Si chiama Farid Boulaya e se vi capitasse di leggere il suo nome tra gli undici di partenza del match che state per vedere, capirete di essere finiti nel posto giusto. Se è in giornata buona, Boulaya è un giocatore da guardare con i popcorn in mano e gli altri in bocca. Talento sopraffino, tecnica raffinata. Robert Pirès lo ha definito così: “È un creatore, un numero dieci puro. Godiamoceli questi giocatori perché il “10” è una specie in estinzione”. Boulaya poi è Il miglior realizzatore di calci di punizione dei top 5 campionati europei nel corso delle ultime due stagioni, con quattro gol fatti. Pennellate splendide, come questa:
Boulaya ha 28 anni e gioca nel Metz. È cresciuto in Provenza con il pallone tra i piedi e con gli amici pieni di sbucciature sulle gambe. Tra le vie di Vitrolles, il paese dov’è nato, Farid ubriacava tutti con i dribbling e le finte, iniziando a prendere le misure con gesti tecnici che diventeranno presto il suo marchio di fabbrica. Una volta, quando giocava nell’Under 17 dell’Istres (il club con cui ha esordito tra i professionisti) provocò due rossi nel giro di due minuti. La sua squadra vinceva 6-0 e Boulaya iniziò a provocare gli avversari. Finte su finte. Alla fine, arrivò l’inevitabile: stecca di un avversario, rosso. Ma Farid non s’intimidì. Sulla punizione seguente, si fece dare il pallone e ricominciò da capo. Una finta dopo l’altra, fino a un altro fallaccio. Altro rosso. Boulaya è questo: “Non posso fare a meno di dribblare. Se smetto, non gioco più a calcio”.
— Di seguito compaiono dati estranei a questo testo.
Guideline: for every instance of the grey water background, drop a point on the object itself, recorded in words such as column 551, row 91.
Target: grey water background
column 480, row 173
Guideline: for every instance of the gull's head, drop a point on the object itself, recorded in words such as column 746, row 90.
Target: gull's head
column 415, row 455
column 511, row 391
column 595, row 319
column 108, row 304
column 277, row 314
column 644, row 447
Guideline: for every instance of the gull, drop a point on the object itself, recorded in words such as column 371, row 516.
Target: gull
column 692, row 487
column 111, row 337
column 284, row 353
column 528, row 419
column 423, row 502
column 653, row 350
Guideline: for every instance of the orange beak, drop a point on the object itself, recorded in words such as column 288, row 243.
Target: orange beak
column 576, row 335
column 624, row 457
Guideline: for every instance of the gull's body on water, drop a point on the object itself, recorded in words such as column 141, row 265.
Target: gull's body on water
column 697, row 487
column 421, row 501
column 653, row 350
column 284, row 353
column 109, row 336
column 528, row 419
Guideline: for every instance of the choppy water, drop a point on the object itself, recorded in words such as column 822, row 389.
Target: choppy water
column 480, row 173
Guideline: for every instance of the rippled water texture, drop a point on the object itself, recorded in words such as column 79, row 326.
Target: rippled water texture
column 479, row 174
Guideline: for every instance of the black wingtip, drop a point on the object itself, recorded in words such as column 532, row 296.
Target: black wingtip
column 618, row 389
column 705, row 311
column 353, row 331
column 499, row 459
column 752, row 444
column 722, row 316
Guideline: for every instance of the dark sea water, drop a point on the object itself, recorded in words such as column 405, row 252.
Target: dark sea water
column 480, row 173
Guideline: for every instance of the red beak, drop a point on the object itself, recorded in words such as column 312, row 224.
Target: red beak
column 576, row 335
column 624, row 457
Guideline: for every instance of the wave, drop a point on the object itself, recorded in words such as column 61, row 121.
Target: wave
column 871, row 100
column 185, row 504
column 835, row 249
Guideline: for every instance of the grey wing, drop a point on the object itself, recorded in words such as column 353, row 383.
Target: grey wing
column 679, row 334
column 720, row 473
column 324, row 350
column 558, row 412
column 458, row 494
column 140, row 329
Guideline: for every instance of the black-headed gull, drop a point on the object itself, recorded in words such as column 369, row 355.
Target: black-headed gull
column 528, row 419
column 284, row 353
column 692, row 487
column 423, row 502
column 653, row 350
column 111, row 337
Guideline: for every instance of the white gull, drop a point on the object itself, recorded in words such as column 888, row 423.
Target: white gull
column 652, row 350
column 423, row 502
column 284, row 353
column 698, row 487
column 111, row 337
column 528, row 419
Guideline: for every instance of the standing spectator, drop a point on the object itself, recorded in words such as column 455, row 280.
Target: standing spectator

Imprevedibile. Da talenti come lui ci si può aspettare di tutto. Scelte geniali e altre discutibili. Come quando il 7 febbraio 2018, quando già era del Metz, fece un cucchiaio nell’ultimo rigore della lotteria contro il Caen in Coppa di Francia. Parata del portiere facile facile e Metz eliminato. Pioggia di critiche per il ragazzino che risponderà così: “In campionato eravamo ultimi e lottavamo per non retrocedere. La Coppa era la cosa meno importante e ho provato. Ma ci sono stato male: non lo rifarò più”. Odi et amo. Boulaya fa disperare e godere, ma ultimamente il suo livello si è alzato in maniera esponenziale. Tanto che dopo sedici anni un giocatore del Metz ha riconquistato il premio di miglior giocatore della Ligue 1 del mese (premio ricevuto lo scorso gennaio). L’ultimo fu un certo Franck Ribéry.
Il talento di Boulaya, nonostante gli alti e bassi, non passava inosservato già anni fa, quando ancora vantava solo due presenze in Ligue 1. Tanto che il Girona (club facente parte della City Football Group, la ‘multinazionale del calcio’ a capo del Manchester City) lo acquistò nell’estate del 2017. Bilancio in un anno: ventisette minuti giocati. Giustificati così: “L’allenatore mi voleva far giocare esterno in un 3-5-2. Mi rifiutai. Preferisco giocare quindici minuti nel mio ruolo piuttosto che una partita da esterno”.
Boulaya è così. Se è sereno (e al suo posto), può vincere le partite da solo. Altrimenti si eclissa. Caratteristiche che accumunano molti dei fantasisti a cui ogni tanto vanno tirate le orecchie ma che poi decidono da soli se essere principi o ranocchi, tenendo il coltello dalla parte del manico per le proprie sorti e spesso anche per quelle delle partite. Coltello, sì. Non parlategli più di cucchiai.